Zack Snyder’s ‘Dawn of the Dead’ is Better As A Sequel Than A Remake

dawn of the dead

When the survivors in the 1978 Dawn of the Dead are holed up in a mall, they pause their shopping spree to take stock of the zombies at the door. Francine asks, “What the hell are they?” to which Peter replies: “They’re us.” And just like that, the late George A. Romero indicts his generation point blank. Zack Snyder’s Dawn of the Dead, written by James Gunn, may not hit with the same sledgehammer, but still eviscerates its generation of slackers at the same consumer dead end. Does the 2004 remake have a shot of a zombie pushing a shopping cart with Muzak in the background? No. But Snyder’s movie is about another doomed generation caught in the meat grinder of late-stage capitalism, set to Disturbed’s “Down With The Sickness“.
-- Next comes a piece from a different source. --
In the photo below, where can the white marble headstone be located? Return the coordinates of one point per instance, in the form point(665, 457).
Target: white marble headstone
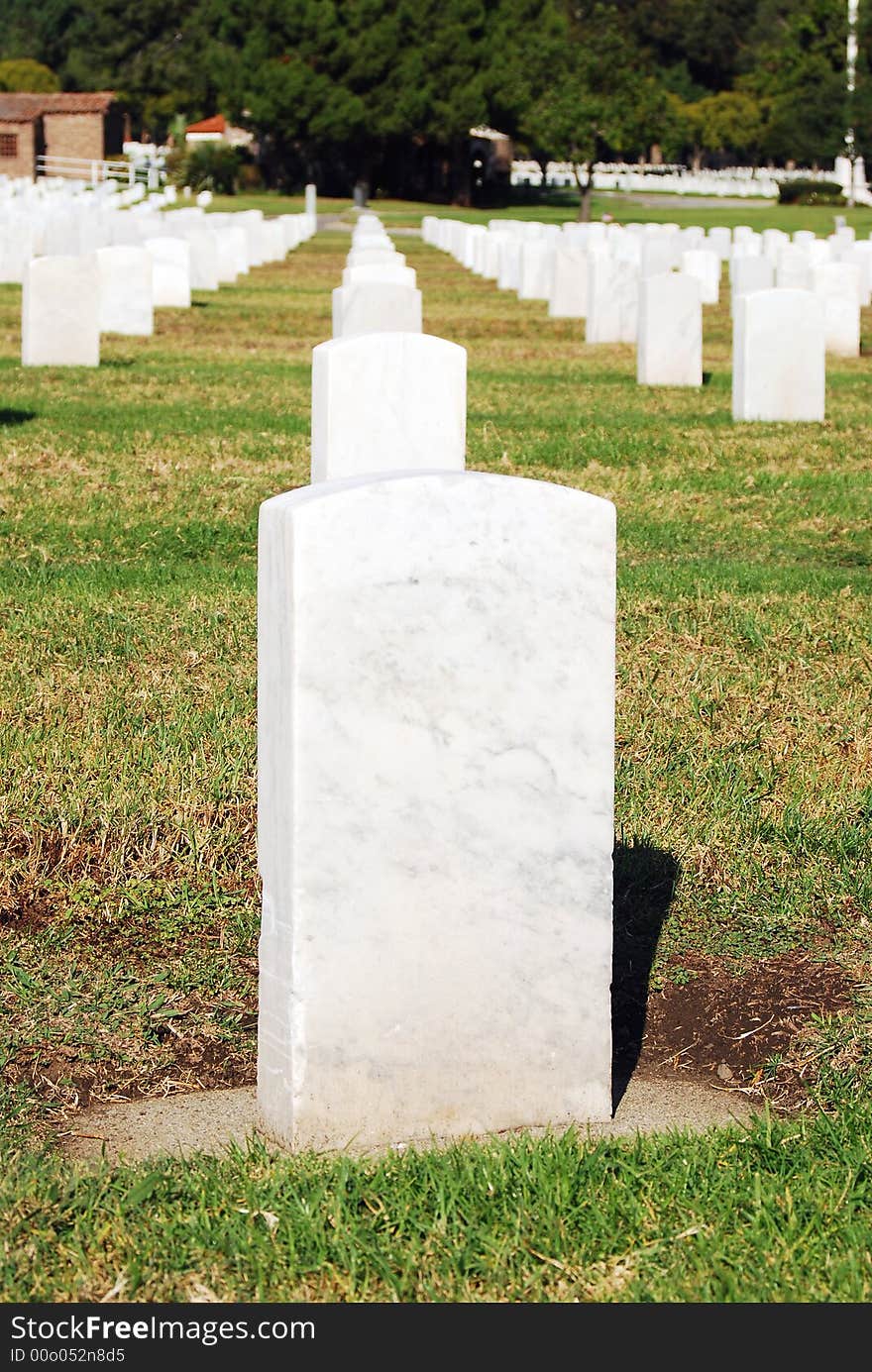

Snyder’s Dawn of the Dead, which turned 20 this year, is widely regarded as among the best horror remakes of the 2000s, though was roundly rejected by Romero. Far be it from me to disagree with the father of the zombie movie, but Snyder’s movie, in retrospect, does for Generation X what Romero’s movie did for Baby Boomers. This isn’t to say both movies are operating at the same pitch. Romero’s movie is a satire, whereas Snyder’s is the American sibling to 28 Days Later. Surprisingly, it has also aged better as a 21st century appendix to the conversation started in 1978. Or better yet, Snyder’s Dawn of the Dead is the Gen X sequel to Romero’s Baby Boomer original. A legacy sequel, if you will.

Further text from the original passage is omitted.